Guest speaker Connie Carpenter-Phinney, winner of the first ever women’s Olympic cycling road race in Summer 1984, shares her inspirational story of triumph as an Olympic athlete and national champion. Wife of world renown cycling champion Davis Phinney and mother of two, she understands first-hand the adversity of chronic illnesses and challenges of caregiving and renewed hope. She is an active board member of the Davis Phinney Foundation for Parkinson’s in Boulder.
Mary Rhinehart, CEO of Johns-Manville, was recognized with the 2016 MS Spirit Award by Novartis.
If you are interested in becoming a sponsor or donor of the annual MS on the Move Luncheon, please contact Adrienne Torres, at firstname.lastname@example.org or by phone 303-698-5446 or Jamie Froyd at email@example.com.
The Rocky Mt. Multiple Sclerosis Center 2016 Gala attracted more than 400 guests at the Denver Sheraton Downtown on Sept 10 with Keynote Speaker Kim Ball, who described her challenges with the disease that afflicts about half a million people in the U.S. alone.
RMMSC CEO Gina Berg, Event Chair Adrienne Fitzgibbons, Board Chair Brett Hanselman thanked sponsors and guests for a strong turnout with Presenting Sponsor—Denver Life Magazine– Publisher Kristin Miller and husband, Shawn, both on hand to enjoy the celebration.
MS is a progressive and unpredictable disease of the central nervous system that disrupts communication between the brain and other parts of the body. The cause of MS is unknown and there is no known cure. The severity of MS varies from person to person and various treatments are available to slow disease progression.
Keynote Speaker Kim Ball was diagnosed with MS just as she was starting her family. Although she was warned by doctors that going through with a pregnancy could worsen her MS, she was determined to live her life as she had planned. Today, her daughter Sienna, 10, is by her side and together they share their story of living with the challenges of the disease day by day.
Special Thanks went to this year’s sponsors and supporters:
• University of Colorado Hospital & Rocky Mountain MS Center at University of Colorado
• Sheraton Denver Downtown Hotel
• Colorado State Bank and Trust
•The Denver Post
• The Johnson Family
For more information about programs, volunteering or making a donation, please visit www.mscenter.org
Rebekah Gregory is an honest-to-goodness inspiration.
It’s not everyday one has the opportunity to listen to a survivor’s story. Or, to hear about their horrendous ordeal told with humor and compassion. At the National Multiple Sclerosis On The Move luncheon, Rebekah Gregory’s horrifying experience at one of the deadliest terrorist attacks in U.S. history, changed her life forever.
She walked with poise to the podium in a beautiful black lace overlay dress starkly revealing ‘Felicia,’ her prosthetic left leg. Her gait was so perfect one assumed the visible mechanical apparatus was part of the outfit.
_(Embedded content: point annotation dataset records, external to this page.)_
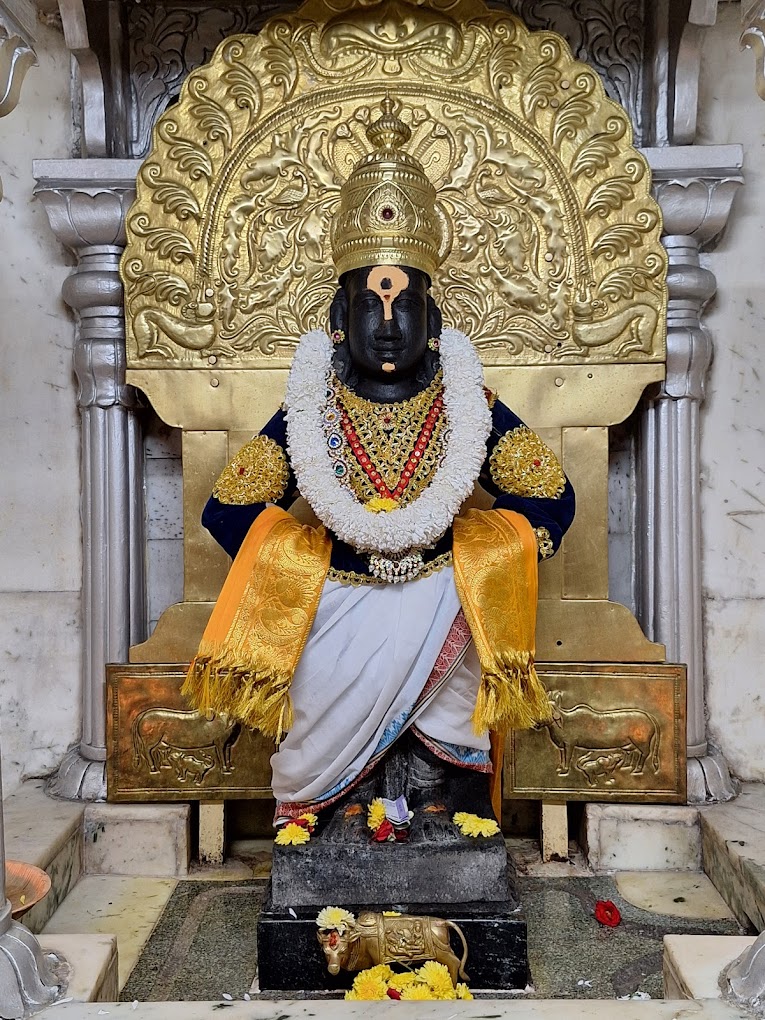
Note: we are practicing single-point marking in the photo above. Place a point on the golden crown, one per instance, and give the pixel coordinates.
(388, 209)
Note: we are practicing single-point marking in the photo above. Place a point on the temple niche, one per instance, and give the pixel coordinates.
(598, 177)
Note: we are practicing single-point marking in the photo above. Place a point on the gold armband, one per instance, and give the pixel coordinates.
(522, 465)
(257, 474)
(544, 543)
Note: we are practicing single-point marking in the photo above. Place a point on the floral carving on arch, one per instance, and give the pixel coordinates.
(555, 254)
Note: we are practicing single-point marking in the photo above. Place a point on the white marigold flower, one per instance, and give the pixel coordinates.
(335, 917)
Then Rebekah Gregory began to recall the day that is still too vivid in her mind. She was watching the 2013 Boston Marathon, struggling to keep her six year son occupied as the race dragged on for him. Her runner was close to the finish line so she suggested he sit on her feet and play with pebbles on the ground, assuring him it was almost over. Out of boredom, he sat on her feet. Next thing, one week later, Rebekah Gregory awoke in a Boston hospital. Her left leg was mangled. Thankfully her son was treated for minor cuts and lacerations and released. He was alive and well. That was enough to get her through the next two years.
Gregory gave an enlivened talk that moved the audience, not to tears but laughter. She is a natural at this. Her story is terrible but, like she said, “If you’re given lemons, well, heck, you don’t even have to make lemonade if you don’t like it. You can make a lemon meringue pie.”
And that is what Gregory has done. She hated running. Now she is running in a marathon later this year. She hates strapping on Felicia some days but, she wants to get up and get on with her day so, she puts Felicia on and gets going.
Rebekah Gregory was a ray of sunshine and source of strength to the people of the audience who were either fighting the effects of MS or searching for a cure.
Michael King was awarded the MS Spirit Award presented by Novartis. He said he is looking forward to the day he no longer needs to ride his bike for MS, because, when that day comes, he smiled, there will be a cure for the debilitating disease, multiple sclerosis.
This year’s theme, MS on the Move luncheon was organized to raise awareness and funds to provide services and support for the 100,000 people in Colorado and Wyoming affected by multiple sclerosis.
Become a supporter of this important organization by visiting, cureMSco-wy.org; or call 1-800-FIGHT-MS (344-4867). The chapter office is located at 900 S. Broadway, Suite 250, Denver.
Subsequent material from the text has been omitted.